VK: We moved from Minnesota to D.C. to raise our future children in a more diverse cultural and economic environment. I’ve been pleasantly surprised with the tech community here. There are hundreds of meetups and energetic and motivated people. The women in tech communities are especially amazing. There are over a dozen communities- such as Women Who Code, Hear Me Code and many more – that help women get into tech. These communities are definitely welcoming. They inspired me to start United Women of Tech.
JV: How important are grants or local government programs for start-ups?
VK: Grants for start-ups are incredibly important. I am in the early stages of my startup and as you get started, it is great to have grants for education. You need to do a lot of learning on your own. If you know the business side, you may need to learn the tech side. Since I know the tech side, I needed to learn things on the business side such as marketing.

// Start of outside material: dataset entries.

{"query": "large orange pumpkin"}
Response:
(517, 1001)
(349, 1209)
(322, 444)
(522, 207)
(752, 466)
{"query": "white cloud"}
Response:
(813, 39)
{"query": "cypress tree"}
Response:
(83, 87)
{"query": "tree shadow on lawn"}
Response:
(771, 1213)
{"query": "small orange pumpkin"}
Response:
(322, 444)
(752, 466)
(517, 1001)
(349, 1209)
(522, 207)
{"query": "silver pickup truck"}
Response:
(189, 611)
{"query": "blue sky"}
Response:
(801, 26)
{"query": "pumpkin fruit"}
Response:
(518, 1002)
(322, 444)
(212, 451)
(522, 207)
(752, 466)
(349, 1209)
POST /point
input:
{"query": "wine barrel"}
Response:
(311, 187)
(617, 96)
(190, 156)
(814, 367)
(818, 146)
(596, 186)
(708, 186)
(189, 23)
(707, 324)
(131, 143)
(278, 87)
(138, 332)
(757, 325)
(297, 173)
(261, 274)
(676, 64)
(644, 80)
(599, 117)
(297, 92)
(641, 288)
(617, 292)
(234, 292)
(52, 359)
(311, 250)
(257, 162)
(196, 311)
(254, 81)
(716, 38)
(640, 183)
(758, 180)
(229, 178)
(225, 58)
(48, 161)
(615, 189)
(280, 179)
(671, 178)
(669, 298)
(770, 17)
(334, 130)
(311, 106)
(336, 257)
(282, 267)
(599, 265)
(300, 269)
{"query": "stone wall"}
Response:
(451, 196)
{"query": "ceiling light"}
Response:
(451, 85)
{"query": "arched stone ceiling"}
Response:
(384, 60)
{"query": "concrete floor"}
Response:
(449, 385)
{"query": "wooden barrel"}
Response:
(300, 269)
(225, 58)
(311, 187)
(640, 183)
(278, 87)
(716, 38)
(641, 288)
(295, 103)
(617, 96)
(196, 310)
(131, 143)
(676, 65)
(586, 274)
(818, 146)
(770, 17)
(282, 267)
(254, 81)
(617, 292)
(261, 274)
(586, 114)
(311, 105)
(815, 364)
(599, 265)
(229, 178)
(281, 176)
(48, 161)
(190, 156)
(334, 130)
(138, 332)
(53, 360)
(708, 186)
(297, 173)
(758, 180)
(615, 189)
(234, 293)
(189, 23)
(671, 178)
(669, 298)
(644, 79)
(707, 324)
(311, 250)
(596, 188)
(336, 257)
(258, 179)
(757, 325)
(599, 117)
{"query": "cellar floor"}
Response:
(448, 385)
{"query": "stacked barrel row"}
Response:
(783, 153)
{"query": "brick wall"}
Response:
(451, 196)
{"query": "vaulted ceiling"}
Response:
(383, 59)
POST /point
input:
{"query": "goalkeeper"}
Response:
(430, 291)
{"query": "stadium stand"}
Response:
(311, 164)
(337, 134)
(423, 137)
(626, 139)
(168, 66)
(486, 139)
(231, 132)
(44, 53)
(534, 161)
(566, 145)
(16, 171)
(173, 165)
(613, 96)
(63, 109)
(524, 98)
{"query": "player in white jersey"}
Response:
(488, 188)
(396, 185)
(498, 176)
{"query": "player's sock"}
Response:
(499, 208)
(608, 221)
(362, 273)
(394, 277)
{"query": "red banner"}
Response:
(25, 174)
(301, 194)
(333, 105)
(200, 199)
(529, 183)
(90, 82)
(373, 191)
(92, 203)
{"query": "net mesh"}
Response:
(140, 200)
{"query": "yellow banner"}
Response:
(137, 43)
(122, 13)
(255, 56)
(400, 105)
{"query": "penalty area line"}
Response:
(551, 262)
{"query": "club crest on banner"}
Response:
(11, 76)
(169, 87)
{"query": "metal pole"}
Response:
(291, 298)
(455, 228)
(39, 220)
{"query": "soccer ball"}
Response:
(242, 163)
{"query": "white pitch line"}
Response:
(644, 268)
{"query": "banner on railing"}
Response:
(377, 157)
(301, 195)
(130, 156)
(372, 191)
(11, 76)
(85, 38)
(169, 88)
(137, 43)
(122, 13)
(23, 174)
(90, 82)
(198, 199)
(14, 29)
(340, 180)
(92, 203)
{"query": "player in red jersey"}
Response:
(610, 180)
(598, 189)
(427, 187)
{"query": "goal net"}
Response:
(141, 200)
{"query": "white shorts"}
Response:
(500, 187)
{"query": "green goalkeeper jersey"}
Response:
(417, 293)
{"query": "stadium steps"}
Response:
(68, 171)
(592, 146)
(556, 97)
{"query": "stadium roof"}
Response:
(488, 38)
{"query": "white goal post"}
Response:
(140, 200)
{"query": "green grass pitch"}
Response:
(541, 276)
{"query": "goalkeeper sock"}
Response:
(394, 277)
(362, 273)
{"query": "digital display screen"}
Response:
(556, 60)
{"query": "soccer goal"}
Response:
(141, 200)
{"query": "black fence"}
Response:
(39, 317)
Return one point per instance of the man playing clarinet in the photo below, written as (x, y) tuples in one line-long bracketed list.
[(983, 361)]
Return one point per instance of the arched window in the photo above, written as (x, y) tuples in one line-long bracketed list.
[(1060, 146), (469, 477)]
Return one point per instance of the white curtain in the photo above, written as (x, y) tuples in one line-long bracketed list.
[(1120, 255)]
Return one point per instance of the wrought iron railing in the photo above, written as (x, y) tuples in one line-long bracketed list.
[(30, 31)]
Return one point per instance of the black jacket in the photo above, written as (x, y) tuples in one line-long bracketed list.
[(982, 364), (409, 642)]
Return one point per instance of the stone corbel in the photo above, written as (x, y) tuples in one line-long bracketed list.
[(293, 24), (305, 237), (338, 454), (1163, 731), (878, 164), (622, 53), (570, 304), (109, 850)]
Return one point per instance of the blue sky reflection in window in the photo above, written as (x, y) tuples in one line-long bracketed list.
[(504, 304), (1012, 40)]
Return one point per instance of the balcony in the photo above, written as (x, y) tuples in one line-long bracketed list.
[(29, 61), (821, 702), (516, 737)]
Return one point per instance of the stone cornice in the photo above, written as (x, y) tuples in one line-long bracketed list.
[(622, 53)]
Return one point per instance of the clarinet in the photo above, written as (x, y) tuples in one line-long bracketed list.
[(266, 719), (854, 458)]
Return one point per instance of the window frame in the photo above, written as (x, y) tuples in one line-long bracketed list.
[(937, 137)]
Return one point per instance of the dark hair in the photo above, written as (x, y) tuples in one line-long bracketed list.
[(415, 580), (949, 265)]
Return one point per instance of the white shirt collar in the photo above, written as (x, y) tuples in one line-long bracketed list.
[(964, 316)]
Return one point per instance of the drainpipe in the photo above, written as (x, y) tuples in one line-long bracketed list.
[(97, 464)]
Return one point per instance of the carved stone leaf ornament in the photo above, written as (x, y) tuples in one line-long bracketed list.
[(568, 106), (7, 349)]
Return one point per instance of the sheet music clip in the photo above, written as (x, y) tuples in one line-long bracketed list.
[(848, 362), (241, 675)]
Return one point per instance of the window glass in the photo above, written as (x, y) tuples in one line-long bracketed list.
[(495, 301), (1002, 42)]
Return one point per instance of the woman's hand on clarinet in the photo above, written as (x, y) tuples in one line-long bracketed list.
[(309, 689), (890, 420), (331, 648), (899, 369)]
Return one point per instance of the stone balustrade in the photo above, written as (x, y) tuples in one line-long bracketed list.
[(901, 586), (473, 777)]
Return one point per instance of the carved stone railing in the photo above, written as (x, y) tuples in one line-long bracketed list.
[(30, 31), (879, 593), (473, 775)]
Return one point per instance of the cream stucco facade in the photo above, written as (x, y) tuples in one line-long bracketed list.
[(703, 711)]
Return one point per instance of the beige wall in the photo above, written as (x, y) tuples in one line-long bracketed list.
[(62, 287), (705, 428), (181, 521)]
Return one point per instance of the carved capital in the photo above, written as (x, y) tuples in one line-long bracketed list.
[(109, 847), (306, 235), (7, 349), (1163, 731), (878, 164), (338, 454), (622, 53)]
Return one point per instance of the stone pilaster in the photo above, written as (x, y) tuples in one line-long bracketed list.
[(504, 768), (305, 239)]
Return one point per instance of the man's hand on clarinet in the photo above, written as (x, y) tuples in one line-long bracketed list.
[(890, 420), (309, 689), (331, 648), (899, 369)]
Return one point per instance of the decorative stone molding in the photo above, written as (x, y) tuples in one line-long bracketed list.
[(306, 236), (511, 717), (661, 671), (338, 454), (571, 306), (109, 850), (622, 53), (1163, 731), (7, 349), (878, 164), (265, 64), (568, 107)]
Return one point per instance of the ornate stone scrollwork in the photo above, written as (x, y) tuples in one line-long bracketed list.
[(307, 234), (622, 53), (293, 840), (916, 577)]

JV: How does a President-elect Trump administration impact the tech startup businesses in D.C.? What’s the chatter among D.C. Tech entrepreneurs?
VK: With only 10% of the popular vote in DC going to President-elect Trump, many of us in and around DC were not expecting this result. The chatter I have heard is that there is a lot of uncertainty of what’s going to happen. This may reduce the availability of funding, which might restrict growth and shift entrepreneurs elsewhere. Or with civic tech gaining a lot of attention after the election, investors around DC may focus their energies on social and civic startups. D.C., with its political influence and diverse community, is uniquely positioned to welcome and support those startups. The election results may generate some great ideas and businesses.